In an effort to force ownership of the problem, officials in Chula Vista passed an ordinance requiring that after recording a notice of default on a vacant property, lenders pay a $70 fee and hire a property management firm.
The ordinance has been in effect for more than a month, and so far there have been about 30 voluntary registrations. Notices of violation are being processed for another 30, said Doug Leeper, code enforcement officer.
Chula Vista, a city of about 175,000, has hundreds of homes in foreclosure, so for now, the city has been fixing what has to be fixed, "having to put the money up front we really don't have," Leeper said.
Efforts to quash murky pools got a boost earlier this year when Gov. Arnold Schwarzenegger declared a state of emergency, providing about $6 million for mosquito control, surveillance -- including flyovers to look for the telltale signs of oblong and kidney-shaped brown blotches -- and information campaigns urging neighbors to report neglected pools.
Statewide data on murky pools aren't available, but "we certainly recognize that the high number of foreclosures contributed to West Nile virus transmission in urban areas this year," said Vicki Kramer, chief of the California Department of Public Health's vector-borne disease section.
As of early November, there were more than 370 cases of West Nile virus reported in California and 16 related fatalities, four from Kern County, which had some of the highest foreclosure rates in the state.
The year-to-date total is higher than last year's of 278 cases and seven deaths, but is lower than officials had feared, said Kramer, who credited the emergency declaration with warding off a bigger outbreak.
Health officials say that earlier in the year it looked like the state was on pace to rival the totals posted in 2004-05 (around 800 cases both years), when the virus first hit the state, targeting susceptible populations.
About four out of five people who are infected with West Nile virus won't show any symptoms, which include fever, nausea, headache, and muscle aches.

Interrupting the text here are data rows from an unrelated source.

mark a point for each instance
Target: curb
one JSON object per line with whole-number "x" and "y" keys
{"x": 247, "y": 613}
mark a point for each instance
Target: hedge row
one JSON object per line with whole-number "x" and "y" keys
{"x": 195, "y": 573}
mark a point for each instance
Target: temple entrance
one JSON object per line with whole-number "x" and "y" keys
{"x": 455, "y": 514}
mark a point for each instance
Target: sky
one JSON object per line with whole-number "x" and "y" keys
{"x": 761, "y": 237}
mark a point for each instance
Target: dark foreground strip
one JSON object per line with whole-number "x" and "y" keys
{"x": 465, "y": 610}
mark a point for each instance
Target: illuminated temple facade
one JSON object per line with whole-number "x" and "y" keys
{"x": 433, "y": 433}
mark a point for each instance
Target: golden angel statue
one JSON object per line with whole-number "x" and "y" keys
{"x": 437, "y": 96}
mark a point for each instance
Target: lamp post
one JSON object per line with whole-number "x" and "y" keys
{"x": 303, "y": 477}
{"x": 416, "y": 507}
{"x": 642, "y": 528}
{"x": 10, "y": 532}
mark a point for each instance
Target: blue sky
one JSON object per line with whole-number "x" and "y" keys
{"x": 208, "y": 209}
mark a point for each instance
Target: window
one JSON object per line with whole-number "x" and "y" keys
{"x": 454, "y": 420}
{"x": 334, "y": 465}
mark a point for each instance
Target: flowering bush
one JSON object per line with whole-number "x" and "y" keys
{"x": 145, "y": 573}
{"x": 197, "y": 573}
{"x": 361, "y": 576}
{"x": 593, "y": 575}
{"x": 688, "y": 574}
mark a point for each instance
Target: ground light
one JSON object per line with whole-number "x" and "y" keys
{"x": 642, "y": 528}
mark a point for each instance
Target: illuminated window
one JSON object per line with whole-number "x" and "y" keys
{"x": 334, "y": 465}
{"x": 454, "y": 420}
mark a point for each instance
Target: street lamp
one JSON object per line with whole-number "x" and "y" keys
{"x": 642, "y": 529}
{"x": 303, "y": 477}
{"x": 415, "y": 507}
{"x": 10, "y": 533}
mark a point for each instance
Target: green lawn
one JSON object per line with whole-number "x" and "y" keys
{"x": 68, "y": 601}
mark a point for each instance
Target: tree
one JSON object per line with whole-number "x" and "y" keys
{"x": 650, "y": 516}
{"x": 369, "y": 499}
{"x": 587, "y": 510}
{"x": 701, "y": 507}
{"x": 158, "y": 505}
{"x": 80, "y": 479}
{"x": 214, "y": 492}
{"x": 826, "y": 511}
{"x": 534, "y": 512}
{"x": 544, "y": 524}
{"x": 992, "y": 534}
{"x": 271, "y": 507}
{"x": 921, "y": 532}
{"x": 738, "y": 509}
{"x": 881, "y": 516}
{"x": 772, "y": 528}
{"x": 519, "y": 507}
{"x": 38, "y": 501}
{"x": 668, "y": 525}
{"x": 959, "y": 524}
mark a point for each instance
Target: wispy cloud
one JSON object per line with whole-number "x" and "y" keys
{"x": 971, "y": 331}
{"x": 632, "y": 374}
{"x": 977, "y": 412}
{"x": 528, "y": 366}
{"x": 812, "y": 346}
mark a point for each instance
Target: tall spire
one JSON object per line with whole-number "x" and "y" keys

But in very rare cases -- about one in 150 -- patients will develop severe illness, including meningitis or encephalitis.
Murky pools meant a busy year for health officials.
In Contra Costa County, officials estimate they spent fewer than 1% of service calls on swimming pools last year, compared with having technicians spend up to half their time inspecting and treating pools this year, said Deborah Bass, public affairs manager for the Contra Costa Mosquito and Vector Control District.
It's not always easy to tell whether a pool has fallen victim to foreclosure or has been neglected for other reasons, but about half of those pools were confirmed as foreclosures, Bass said.
Officials elsewhere in the country have reported similar problems.
In the Southern Nevada Health District, home of Las Vegas, officials logged nearly 1,600 complaints of standing water, primarily murky pools, by early November, compared with just over 1,000 for 2006, said Vivek Raman, vector control program supervisor.